Data centers will now be charged just over 1 cent per kilowatt-hour used per month. If the state collects more than $600M through the tax in a given year, the surplus will be returned to data center operators by the end of the year. The new levy applies regardless of whether a data center acquires power from a utility, gets it behind the meter from a power plant or produces it on-site.
Lawmakers said the legislation is a temporary compromise that leaves few completely happy but is necessary to prevent a state government shutdown. The bill now goes to the desk of Gov. Abigail Spanberger, who before July 1 must sign, veto or recommend changes to the bill.
While she hasn’t definitively indicated which action she will take, the first-term Democrat said in a statement that she views the final budget favorably.
“This is a compromise proposal — one my administration helped craft — and it builds a strong foundation for further discussions about the future of this industry in Virginia on issues like environmental and community impact,” Spanberger said.
The debate in the run-up to the budget’s passage centered around the fate of Virginia’s pioneering sales tax exemption.
Virginia was the first state to implement a sales and use tax exemptions to promote data center development, and the tax breaks are often credited with turning the commonwealth into the industry’s global epicenter.

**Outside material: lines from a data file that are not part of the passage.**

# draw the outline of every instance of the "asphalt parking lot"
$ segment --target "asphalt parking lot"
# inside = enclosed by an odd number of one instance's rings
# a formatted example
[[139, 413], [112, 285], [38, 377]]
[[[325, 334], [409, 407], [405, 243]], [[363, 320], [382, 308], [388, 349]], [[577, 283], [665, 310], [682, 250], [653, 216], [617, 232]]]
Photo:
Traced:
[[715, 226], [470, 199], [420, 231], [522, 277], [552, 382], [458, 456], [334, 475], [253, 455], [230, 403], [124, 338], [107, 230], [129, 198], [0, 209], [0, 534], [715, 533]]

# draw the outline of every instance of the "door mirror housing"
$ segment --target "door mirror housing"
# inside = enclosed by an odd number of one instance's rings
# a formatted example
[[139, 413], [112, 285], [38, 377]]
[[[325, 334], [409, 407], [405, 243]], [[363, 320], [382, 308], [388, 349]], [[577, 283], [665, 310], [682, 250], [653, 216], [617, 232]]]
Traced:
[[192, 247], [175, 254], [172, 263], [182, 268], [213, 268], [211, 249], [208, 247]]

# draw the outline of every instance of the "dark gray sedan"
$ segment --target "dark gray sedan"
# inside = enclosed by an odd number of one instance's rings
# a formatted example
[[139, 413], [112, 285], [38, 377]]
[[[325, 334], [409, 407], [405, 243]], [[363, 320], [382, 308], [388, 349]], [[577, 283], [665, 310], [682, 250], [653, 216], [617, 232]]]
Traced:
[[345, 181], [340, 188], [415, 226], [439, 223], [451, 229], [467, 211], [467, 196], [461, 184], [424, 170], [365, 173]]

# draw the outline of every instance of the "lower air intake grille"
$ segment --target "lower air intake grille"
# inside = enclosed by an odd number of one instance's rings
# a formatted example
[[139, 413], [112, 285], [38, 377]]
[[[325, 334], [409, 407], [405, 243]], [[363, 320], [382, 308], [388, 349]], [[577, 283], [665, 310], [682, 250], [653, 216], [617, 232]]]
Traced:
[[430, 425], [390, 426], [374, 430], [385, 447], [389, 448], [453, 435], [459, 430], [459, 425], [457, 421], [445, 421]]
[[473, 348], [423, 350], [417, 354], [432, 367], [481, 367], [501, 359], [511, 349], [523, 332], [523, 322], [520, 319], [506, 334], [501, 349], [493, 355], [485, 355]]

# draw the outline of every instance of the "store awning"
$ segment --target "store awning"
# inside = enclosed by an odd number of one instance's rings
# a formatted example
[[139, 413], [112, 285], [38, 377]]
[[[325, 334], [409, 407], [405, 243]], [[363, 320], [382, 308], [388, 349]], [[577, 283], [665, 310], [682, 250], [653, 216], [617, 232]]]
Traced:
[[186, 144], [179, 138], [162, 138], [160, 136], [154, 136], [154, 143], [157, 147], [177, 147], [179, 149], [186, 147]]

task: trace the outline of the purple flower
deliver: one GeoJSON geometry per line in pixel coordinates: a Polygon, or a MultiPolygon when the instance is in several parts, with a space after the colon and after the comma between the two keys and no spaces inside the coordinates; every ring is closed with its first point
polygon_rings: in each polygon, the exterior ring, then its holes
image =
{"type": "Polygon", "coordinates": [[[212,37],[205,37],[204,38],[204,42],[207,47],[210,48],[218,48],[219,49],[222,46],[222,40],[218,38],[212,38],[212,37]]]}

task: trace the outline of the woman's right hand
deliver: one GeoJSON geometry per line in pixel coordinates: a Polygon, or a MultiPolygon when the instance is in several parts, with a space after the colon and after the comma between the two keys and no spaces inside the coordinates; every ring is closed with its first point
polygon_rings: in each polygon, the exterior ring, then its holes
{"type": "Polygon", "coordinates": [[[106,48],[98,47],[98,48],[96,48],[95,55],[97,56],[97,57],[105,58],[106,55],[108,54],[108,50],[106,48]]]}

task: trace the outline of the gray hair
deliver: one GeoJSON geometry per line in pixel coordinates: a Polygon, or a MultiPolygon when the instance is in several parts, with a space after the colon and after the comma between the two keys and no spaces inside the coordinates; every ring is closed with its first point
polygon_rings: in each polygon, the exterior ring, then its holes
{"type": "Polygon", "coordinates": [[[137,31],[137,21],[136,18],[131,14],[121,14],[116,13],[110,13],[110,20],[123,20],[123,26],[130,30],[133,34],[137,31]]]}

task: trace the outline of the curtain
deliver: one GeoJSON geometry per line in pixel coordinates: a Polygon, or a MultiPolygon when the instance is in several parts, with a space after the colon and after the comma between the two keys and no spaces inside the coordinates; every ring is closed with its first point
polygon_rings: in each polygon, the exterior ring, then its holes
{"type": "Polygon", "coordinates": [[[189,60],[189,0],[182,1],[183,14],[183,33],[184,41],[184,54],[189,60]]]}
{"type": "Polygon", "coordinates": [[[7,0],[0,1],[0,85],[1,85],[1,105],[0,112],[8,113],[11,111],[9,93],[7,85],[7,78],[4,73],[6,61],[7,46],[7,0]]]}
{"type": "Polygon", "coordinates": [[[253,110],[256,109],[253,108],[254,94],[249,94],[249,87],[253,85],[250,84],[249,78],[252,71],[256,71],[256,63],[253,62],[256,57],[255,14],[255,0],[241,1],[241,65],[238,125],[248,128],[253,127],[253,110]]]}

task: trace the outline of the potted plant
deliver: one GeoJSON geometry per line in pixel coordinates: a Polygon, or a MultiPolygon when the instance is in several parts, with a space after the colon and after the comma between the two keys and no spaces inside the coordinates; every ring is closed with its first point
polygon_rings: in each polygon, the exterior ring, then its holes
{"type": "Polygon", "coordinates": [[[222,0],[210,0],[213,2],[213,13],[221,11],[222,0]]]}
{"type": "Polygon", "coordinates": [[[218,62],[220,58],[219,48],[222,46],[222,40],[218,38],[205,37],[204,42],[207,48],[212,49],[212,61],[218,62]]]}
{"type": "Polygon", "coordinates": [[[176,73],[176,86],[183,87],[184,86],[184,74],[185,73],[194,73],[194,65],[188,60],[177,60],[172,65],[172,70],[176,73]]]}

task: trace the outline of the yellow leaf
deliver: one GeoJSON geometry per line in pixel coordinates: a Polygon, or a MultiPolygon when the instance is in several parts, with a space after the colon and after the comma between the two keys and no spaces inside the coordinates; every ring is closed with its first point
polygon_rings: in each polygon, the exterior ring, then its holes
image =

It allows firms to avoid a 5.3% tax on the value of the equipment housed inside data centers, a benefit that can be worth hundreds of millions of dollars for a single building.
The spending bill, passed by the House and supported by Spanberger, proposed keeping the tax incentives in place, albeit with provisions requiring that facilities meet certain efficiency and environmental standards. The Senate’s budget bill, on the other hand, proposed ending the tax breaks outright in 2027, ahead of their scheduled 2035 sunset date.
Fierce disagreement between the two chambers over the fate of the tax exemption prevented the passage of a budget before the end of the legislative term, requiring special legislative sessions to avoid a government shutdown.
In a note to investors, analysts at Evercore ISI said the new energy tax was “likely calibrated to be non-trivial but also not existential for hyperscalers.” According to their analysis, a 100-megawatt data center could face an annual tax burden of around $9.6M. Average electricity rates for data centers in the state would effectively increase by roughly 11%.
Virginia has frequently served as the canary in the coal mine for new data center regulation. The analysts said the new tax may be a harbinger for other markets.
“The combination of rising fiscal pressures and anxiety about the socioeconomic fallout from AI adoption is likely to make data centers a ripe target for new revenue proposals,” they wrote.
In addition to the new energy consumption tax, the compromise budget directs the Virginia Department of Environmental Quality to study the impact of certain data centers on groundwater and designate areas where the use of water for data center cooling systems will be environmentally detrimental. The DEQ is also ordered to create statewide noise abatement regulations by 2030.